Keywords

These keywords were added by machine and not by the authors. This process is experimental and the keywords may be updated as the learning algorithm improves.

1 Introduction

We are transitioning from the era of Big Data to Big Knowledge, and semantic knowledge bases such as knowledge graphs play an important role in this transition. A knowledge graph consists of real world entities (or concepts) as nodes. A given node may be connected with many other nodes and there could be multiple edges between two given nodes, with each edge representing a real world fact. Thus, a knowledge graph is an essential source for getting important facts about real world entities and how these entities are related to each other. Knowledge Graphs can be constructed either manually (facts authored by humans) or automatically (facts extracted from text using Machine Learning tools). Manually curated knowledge graphs such as DBPedia have little or no noisy facts as they are carefully authored, but they require very large human efforts. This problem is further exacerbated in enterprise domains and custom domains such as life sciences, finance, intelligence, etc. where domain expertise is also crucial to add good quality facts in the graph. As a result, efforts have been made for development of systems for automatic construction of semantic knowledge bases for domain specific corpora [1] and systems that use such domain specific knowledge bases [4] are gaining prominence. In such systems, a machine learning based annotator is used to extract entities and relationships from domain specific corpus. As a result, in such knowledge bases, for each discovered relationship, associated text mentions from the corpus are also available and number of times a relationship is observed in the corpus can be used as a proxy for that relationship’s evidence or strength. Such information may or may not be available with manually curated knowledge graphs.

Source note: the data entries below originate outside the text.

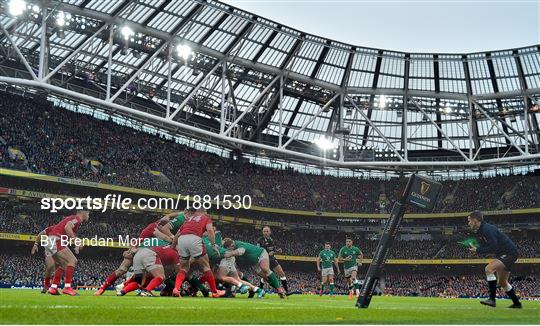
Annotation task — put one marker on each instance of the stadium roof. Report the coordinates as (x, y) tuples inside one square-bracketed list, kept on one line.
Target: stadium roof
[(247, 82)]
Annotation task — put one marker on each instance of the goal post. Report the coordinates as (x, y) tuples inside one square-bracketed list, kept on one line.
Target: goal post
[(420, 192)]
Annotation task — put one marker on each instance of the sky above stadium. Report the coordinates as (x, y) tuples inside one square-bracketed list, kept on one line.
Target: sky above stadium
[(456, 26)]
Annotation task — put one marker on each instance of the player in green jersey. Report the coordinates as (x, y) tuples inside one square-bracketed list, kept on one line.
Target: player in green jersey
[(326, 258), (257, 257), (351, 257)]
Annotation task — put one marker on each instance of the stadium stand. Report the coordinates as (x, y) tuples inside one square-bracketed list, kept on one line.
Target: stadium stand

Typically, a given entity may be involved in many relationships and we argue that all such relationships are not equally important and informative and thus, there is a need for methods that can identify the most relevant and meaningful relationships for a given entity. There have been some efforts to rank the entities and relationships in knowledge bases. Li et al. [3] propose an entity-relationship structured query mechanism for ranking Wikipedia entities and their relationships. However, their method is dependent on the hyperlinks structure derived from Wikipedia and thus, can not be applied for graphs constructed from generic corpora. Instead of finding most important relationships, Zhang et al. [5] propose an alternative way to cluster similar relationships together and then allowing the users to further explore clusters of interest. In this paper, we address the problem of ranking relationships for an entity in an automatically constructed knowledge graph. We propose a probabilistic framework that judges the relevance of a relationship by utilizing various measures such as entity popularity, strength of evidence for a relationship, and affinity between input and target entities. We use a semantic graph constructed from text of all articles in Wikipedia by automatically extracting the entities and their relations by using IBM’s Statistical Information and Relation Extraction (SIRE) toolkitFootnote 1. Even though there exist popular knowledge bases like DBPedia that contain high quality data, we chose to construct a semantic graph using automated means as such a graph will be closer to many practical real world scenarios where high quality curated graphs are often not available and one has to resort to automatic methods of constructing knowledge bases. Our graph contains more than 30 millions entities and 192 million distinct relationships in comparison to 4.5 million entities and 70 million relationships in DBpedia.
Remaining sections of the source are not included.